Секретарь уже говорил — ровный, без всяких оттенков, неживой голос:
— ...был пострижен в иночество при Софийском монастыре, а после определен в Московскую академию для обучения школьной латинской науке. Поучен изрядно, искусен в грамоте и писании. Через год вступил в службу и в чине иеромонаха был послан в Голштинию, во дворец государев...
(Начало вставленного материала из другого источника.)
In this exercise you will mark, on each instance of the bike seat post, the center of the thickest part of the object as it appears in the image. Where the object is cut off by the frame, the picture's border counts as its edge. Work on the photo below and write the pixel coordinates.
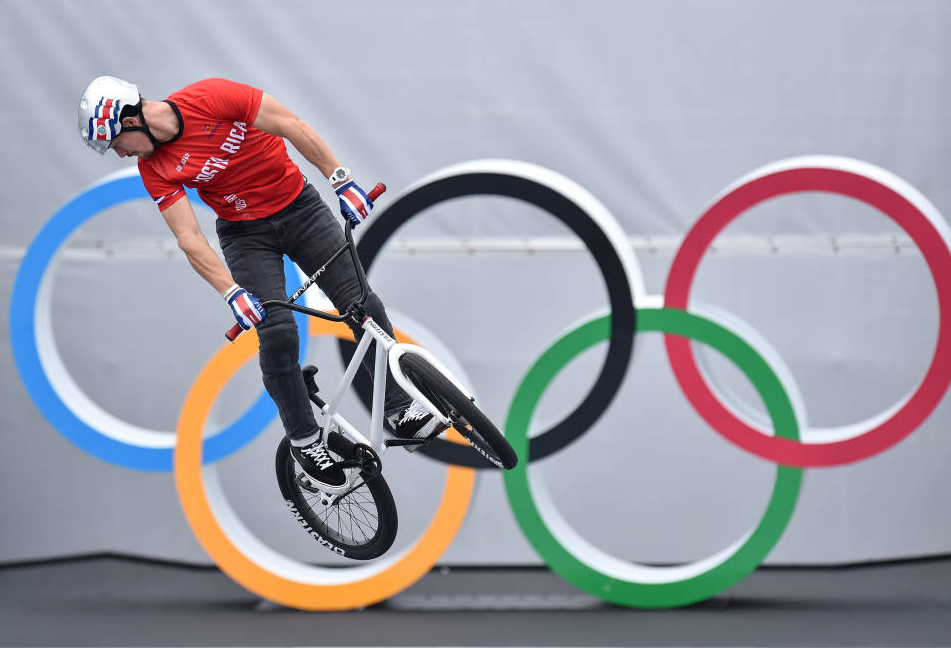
(379, 391)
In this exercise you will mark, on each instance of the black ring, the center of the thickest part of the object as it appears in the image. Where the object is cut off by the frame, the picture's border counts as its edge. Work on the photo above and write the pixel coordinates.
(620, 294)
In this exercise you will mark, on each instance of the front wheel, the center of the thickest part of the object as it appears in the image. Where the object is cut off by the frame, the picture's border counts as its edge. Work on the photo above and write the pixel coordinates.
(466, 418)
(361, 524)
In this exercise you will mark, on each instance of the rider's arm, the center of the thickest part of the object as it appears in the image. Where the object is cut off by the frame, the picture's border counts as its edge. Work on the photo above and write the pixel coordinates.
(184, 225)
(275, 119)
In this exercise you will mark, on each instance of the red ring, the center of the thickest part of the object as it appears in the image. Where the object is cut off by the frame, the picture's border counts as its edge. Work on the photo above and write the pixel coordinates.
(845, 183)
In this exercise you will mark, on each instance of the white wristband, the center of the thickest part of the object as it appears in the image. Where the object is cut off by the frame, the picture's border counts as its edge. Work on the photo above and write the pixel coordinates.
(227, 294)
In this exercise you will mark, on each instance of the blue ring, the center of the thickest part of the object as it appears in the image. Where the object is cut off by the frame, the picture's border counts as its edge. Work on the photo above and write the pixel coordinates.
(23, 304)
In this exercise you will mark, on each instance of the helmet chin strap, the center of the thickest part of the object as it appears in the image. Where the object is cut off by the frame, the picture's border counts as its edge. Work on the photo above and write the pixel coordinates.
(144, 128)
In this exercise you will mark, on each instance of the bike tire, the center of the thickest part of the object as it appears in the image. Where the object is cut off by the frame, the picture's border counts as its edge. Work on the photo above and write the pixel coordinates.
(467, 418)
(360, 525)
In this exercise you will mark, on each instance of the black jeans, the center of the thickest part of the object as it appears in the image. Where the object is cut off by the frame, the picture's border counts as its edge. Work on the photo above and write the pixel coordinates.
(309, 233)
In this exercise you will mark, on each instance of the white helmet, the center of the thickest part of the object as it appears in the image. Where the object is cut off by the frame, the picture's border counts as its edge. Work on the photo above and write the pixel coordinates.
(100, 109)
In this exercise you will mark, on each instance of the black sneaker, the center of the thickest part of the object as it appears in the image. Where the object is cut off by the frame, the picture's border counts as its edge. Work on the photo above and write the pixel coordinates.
(414, 422)
(319, 465)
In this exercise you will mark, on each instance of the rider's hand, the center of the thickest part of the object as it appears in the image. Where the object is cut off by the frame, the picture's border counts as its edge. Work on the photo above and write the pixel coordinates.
(354, 202)
(246, 307)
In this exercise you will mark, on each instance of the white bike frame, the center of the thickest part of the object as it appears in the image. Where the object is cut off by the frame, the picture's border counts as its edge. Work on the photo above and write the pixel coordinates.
(388, 353)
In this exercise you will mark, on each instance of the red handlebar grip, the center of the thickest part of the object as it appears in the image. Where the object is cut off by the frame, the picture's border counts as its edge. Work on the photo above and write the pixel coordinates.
(376, 191)
(233, 333)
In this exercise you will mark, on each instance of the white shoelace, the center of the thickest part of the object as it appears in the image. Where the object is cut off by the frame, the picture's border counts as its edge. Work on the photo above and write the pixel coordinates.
(318, 453)
(414, 412)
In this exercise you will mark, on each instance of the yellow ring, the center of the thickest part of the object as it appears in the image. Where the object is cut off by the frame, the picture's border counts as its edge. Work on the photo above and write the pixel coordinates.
(281, 589)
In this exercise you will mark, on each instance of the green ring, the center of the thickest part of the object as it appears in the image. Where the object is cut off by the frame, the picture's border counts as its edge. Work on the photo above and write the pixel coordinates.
(579, 565)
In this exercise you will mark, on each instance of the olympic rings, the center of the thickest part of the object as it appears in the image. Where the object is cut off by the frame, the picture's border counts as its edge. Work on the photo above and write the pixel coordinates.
(585, 216)
(793, 446)
(45, 377)
(878, 188)
(589, 568)
(259, 568)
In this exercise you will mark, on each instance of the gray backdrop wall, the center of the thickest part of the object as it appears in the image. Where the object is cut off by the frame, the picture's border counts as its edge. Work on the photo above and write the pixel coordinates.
(652, 107)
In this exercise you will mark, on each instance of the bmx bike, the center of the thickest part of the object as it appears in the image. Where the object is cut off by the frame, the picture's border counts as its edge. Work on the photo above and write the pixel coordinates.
(359, 519)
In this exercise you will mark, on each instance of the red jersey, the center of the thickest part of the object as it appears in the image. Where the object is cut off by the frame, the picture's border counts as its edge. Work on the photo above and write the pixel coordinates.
(240, 171)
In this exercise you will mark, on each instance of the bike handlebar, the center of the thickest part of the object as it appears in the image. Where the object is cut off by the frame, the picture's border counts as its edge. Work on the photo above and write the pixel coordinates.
(374, 193)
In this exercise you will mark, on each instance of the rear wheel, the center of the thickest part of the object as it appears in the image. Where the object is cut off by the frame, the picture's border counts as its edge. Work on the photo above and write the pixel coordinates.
(361, 524)
(466, 418)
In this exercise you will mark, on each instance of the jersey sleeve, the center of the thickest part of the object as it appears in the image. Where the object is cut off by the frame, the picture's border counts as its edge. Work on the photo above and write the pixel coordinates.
(163, 193)
(232, 100)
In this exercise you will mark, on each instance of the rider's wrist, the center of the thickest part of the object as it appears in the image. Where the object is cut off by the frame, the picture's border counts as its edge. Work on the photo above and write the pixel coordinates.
(338, 176)
(226, 295)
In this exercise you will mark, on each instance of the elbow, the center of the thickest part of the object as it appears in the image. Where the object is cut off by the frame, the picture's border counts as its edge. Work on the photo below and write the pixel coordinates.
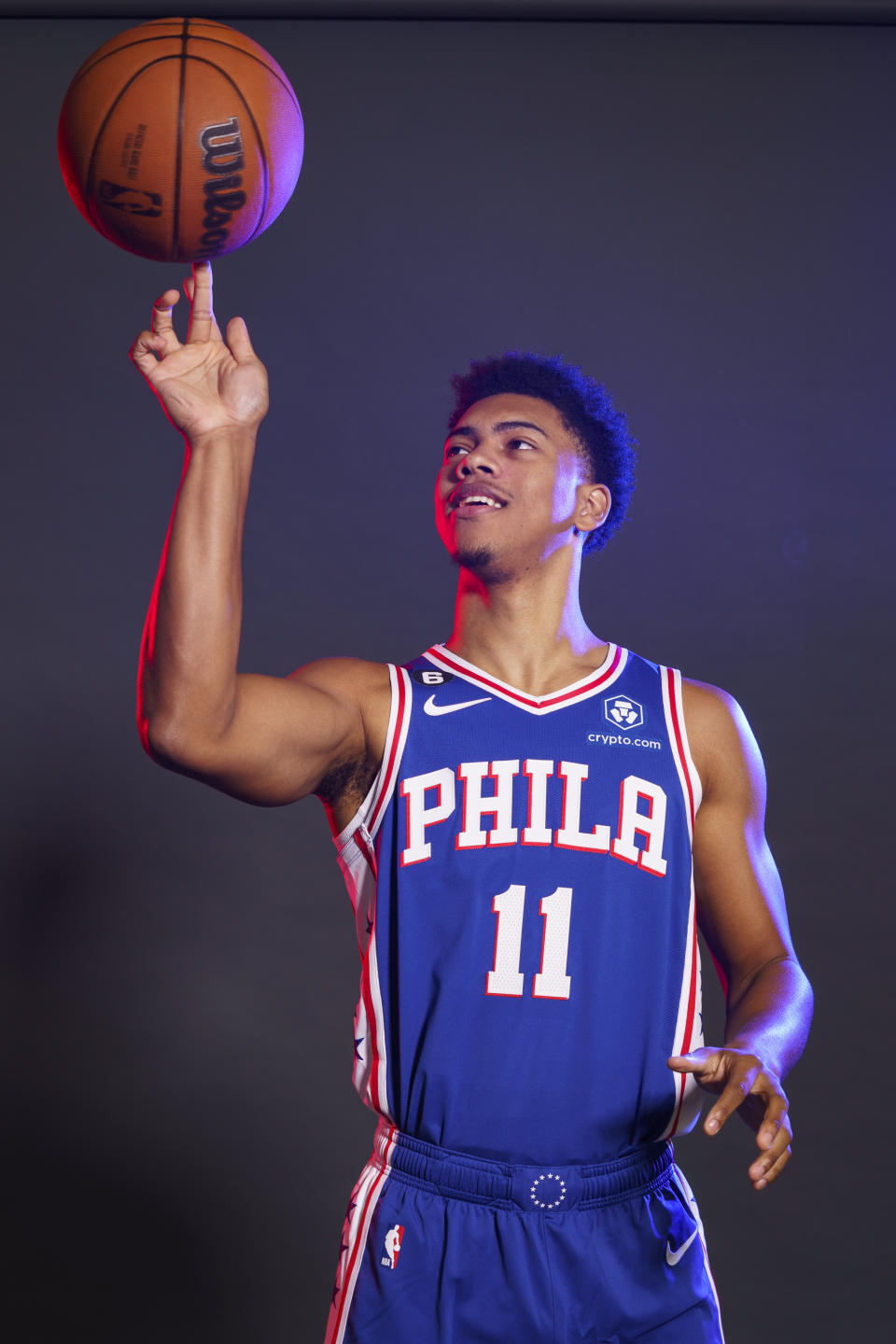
(164, 742)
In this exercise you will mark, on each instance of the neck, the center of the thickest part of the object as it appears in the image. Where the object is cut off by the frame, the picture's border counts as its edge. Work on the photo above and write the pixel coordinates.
(526, 628)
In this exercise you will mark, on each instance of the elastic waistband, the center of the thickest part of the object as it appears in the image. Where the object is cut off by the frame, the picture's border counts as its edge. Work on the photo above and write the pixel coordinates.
(540, 1188)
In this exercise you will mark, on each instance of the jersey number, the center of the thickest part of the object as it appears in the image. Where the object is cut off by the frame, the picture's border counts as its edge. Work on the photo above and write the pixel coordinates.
(505, 976)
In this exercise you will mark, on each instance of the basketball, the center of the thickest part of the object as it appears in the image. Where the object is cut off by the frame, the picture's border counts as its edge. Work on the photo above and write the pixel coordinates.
(180, 140)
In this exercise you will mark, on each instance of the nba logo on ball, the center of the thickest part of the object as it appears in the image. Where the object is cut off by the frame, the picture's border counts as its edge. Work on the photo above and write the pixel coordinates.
(392, 1246)
(623, 711)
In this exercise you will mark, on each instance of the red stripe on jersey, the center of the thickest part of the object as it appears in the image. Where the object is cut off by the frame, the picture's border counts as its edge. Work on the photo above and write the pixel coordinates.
(387, 777)
(679, 748)
(367, 851)
(528, 700)
(361, 1238)
(372, 1086)
(688, 1031)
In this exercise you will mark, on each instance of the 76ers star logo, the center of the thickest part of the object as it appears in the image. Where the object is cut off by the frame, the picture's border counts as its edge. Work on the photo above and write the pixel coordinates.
(392, 1246)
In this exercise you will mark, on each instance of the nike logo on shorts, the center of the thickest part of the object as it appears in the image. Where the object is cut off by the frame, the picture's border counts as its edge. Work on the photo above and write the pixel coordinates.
(673, 1257)
(431, 707)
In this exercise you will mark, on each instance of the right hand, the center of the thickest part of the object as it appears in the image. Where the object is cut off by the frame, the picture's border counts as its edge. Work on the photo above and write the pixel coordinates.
(204, 385)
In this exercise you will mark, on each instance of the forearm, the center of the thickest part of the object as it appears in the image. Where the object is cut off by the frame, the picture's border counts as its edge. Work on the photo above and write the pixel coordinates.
(191, 640)
(768, 1015)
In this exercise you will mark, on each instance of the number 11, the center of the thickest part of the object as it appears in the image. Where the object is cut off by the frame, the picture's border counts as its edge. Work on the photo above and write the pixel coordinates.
(505, 976)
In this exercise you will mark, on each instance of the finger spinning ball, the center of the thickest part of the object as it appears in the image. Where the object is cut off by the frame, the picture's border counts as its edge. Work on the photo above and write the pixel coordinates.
(180, 139)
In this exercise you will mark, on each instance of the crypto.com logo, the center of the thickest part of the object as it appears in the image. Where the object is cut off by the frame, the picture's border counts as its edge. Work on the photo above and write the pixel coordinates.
(623, 711)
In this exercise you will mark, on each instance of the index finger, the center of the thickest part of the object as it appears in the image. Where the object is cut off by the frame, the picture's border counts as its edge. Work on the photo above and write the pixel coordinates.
(201, 312)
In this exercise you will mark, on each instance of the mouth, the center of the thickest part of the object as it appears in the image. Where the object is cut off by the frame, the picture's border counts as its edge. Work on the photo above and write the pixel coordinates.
(469, 501)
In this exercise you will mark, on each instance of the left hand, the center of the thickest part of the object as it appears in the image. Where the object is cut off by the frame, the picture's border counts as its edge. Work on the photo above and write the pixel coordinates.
(743, 1084)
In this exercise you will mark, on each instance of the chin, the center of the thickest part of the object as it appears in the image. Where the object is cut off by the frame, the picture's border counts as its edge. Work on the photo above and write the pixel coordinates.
(483, 562)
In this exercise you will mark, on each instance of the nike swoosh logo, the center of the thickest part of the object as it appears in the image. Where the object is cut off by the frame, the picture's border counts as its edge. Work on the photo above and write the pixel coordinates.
(431, 707)
(673, 1257)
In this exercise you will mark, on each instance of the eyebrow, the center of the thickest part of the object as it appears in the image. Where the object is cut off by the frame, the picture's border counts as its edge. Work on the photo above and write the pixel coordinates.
(500, 427)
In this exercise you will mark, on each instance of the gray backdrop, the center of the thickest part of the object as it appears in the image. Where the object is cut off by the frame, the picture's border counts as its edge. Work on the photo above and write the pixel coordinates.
(702, 216)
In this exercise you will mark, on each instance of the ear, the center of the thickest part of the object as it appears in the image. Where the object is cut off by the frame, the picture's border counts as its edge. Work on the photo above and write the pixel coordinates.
(593, 506)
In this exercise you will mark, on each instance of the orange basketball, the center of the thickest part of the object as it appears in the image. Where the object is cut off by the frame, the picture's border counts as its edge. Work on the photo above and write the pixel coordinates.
(180, 139)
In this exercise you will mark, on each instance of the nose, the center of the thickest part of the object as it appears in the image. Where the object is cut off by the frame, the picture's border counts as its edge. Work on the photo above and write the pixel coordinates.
(477, 460)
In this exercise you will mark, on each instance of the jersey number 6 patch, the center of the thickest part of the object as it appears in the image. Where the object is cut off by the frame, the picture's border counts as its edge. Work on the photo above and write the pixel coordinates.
(505, 976)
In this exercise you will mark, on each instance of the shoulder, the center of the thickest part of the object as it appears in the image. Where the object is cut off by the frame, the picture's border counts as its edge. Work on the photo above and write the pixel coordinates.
(721, 742)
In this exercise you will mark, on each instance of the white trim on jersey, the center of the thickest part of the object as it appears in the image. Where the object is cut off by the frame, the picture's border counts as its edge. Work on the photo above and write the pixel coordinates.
(688, 1034)
(373, 805)
(364, 1197)
(357, 854)
(599, 680)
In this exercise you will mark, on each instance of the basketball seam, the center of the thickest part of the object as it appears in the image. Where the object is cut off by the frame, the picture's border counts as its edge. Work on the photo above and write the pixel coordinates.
(89, 180)
(179, 153)
(137, 42)
(259, 141)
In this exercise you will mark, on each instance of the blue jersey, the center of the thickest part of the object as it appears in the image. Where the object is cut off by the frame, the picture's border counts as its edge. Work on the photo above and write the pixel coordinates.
(523, 890)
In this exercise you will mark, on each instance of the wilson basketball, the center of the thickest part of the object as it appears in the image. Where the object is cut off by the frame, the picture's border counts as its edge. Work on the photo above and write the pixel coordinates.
(180, 139)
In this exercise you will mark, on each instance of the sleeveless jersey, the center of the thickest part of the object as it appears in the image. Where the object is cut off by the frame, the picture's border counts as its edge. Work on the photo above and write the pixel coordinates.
(522, 882)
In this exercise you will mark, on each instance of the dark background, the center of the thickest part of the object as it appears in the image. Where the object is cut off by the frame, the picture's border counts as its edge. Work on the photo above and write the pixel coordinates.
(700, 214)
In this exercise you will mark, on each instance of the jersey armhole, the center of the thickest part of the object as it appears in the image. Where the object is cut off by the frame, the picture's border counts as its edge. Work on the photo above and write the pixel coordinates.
(688, 776)
(370, 813)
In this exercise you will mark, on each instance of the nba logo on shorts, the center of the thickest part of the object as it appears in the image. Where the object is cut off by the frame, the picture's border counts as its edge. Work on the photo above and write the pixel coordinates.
(392, 1246)
(623, 711)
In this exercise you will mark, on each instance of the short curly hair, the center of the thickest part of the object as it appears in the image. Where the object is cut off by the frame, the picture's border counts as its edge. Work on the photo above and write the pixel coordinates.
(584, 408)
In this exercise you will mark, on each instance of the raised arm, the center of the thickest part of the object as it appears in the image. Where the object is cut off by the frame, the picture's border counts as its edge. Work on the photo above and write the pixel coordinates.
(265, 739)
(740, 910)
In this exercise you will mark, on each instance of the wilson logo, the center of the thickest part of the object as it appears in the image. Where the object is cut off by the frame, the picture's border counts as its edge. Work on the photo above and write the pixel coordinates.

Государь! Малохольный голштинский князек, игрою судьбы сделавшийся русским императором. Губошлеп, которым в Киле помыкала всякая сволочь и который, приехав в Россию, ничему не научился, кроме пьянства...
— Святейший Синод, — читал секретарь, — приказал: бывшего в Голштинии, в городе Киле, при состоящей тамо православной церкви иеромонаха Феофилакта Мелеса, с себя монашеский чин сверзшего и во иеромонашестве более быть не желающего, как простого мирянина и нарекши ему прежнее мирское именование Федором для неисходного в монастырских черных работах содержания, послать скованно в Успенский Далматов монастырь, в коем содержать его, Мелеса, под крепчайшим присмотром и караулом.
— Что так? — нехотя спросил губернатор.
— Чтобы он утечки и никаких предерзостей не чинил. Мелес в своем упрямстве ожесточен. Синод повелел с такими людьми быть строгу до чрезвычайности.
— Ну а здесь, в Тобольске?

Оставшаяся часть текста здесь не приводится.